Keep the Mind Alive: Literary Leanings in the Fur Trade.
- Arctic Reading: Canada
Fur traders in the 1830s showed strong need for newspaper and periodical literature, which the Company refused to ship inland with other supplies because of their weight. Though starved for news, books would sometimes help. Scotsmen favored Ossian, Burns, and Scott, but there was also demand for classic English literature, Shakespeare and Dickens.

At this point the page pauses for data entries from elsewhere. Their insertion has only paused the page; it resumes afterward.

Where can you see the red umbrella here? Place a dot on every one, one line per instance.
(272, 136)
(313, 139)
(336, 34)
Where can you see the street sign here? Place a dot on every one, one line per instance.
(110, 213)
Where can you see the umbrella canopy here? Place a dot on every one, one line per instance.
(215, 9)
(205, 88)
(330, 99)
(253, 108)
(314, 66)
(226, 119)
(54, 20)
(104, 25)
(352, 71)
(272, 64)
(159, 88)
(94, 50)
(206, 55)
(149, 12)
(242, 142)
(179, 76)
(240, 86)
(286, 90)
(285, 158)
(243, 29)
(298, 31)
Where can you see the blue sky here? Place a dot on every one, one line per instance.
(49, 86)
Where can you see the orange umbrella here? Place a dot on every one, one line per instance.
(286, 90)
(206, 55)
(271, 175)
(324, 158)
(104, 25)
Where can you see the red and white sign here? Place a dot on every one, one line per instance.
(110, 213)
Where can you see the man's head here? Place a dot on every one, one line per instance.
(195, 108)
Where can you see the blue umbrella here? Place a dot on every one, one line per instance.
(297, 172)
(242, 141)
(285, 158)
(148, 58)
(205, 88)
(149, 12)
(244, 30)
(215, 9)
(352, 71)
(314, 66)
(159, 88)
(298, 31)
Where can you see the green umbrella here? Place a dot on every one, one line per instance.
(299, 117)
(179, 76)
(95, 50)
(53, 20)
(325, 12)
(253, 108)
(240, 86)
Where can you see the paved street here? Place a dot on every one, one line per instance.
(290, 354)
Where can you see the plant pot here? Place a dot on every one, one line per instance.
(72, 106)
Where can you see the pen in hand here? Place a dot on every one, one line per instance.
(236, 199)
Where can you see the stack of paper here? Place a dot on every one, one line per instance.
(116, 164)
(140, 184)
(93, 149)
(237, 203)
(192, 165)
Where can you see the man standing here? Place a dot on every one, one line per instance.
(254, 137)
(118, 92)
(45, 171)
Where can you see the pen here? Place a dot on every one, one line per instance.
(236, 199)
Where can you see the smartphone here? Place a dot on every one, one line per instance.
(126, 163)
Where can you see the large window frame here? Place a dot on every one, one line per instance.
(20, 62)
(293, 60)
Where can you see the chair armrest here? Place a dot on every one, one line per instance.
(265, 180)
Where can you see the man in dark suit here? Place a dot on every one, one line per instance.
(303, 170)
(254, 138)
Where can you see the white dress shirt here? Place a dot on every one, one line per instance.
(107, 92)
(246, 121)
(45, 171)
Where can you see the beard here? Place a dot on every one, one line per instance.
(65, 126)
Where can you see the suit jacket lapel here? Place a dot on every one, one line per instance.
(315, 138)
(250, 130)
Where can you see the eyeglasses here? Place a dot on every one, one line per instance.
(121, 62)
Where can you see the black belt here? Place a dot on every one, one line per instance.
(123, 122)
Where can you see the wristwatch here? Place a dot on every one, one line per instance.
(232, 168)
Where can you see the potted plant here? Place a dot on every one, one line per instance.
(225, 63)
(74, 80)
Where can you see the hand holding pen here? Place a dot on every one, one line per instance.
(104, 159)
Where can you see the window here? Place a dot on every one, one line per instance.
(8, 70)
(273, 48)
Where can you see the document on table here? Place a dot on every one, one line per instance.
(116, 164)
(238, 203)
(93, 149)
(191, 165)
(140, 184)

Herman Melville: A Biography.
- Arctic Reading: United States
Volume I: p. 231: The Charles and Henry also offered stimulus for his mind from books. On the real Lucy Ann the real John Troy, Melville says in the partly fictional Omoo, possessed books, but “a damp, musty volume, entitled ‘A History of the most atrocious and Bloody Piracies’ ” may be an imaginary composite of real titles such as The History of the Lives and Bloody Exploits of the Most Noted Pirates (Hartford, 1835). After being taken off the Lucy Ann Melville had spent weeks in Tahiti and Eimeo outdoors all the time, “an utter savage” (in the phrasing he used of himself in 1852, after spending weeks out of doors), reading nothing so far as we know. Once he got aboard the Charles and Henry and settled into the routine of sailing without sighting whales or at least without capturing whales, he had time to catch up on his reading. The wealthy Nantucket owners of the ship had supplied their craft remarkably well in every regard, not omitting the ship’s library. Thanks to the surviving bill for $16.24 that the Nantucket Coffins paid on 5 April 1841, we have a good idea of what Melville could have laid his hands on—the first books we have much reason to think he read since, by his own account, he read Owen Chase’s Narrative in his early months in the Pacific. The surviving list of the books purchased (all new, apparently) often gives only short titles and no authors; from the list Wilson Heflin identified likely editions of the books named. Following Heflin’s identifications, here I sort the ship’s library into rough categories. Like Heflin, I assume that most of the books shipped at the end of 1840 were still aboard after less than two years; vandalism or even careless handling would not likely be tolerated in a well-run ship, despite the perhaps fictional bibliographical mutilation Melville describes (Omoo, ch. 20) as taking place on a poorly captained Australian whaler. In addition, individual sailors brought some books aboard, which in due course might have found their way into the community book-chest.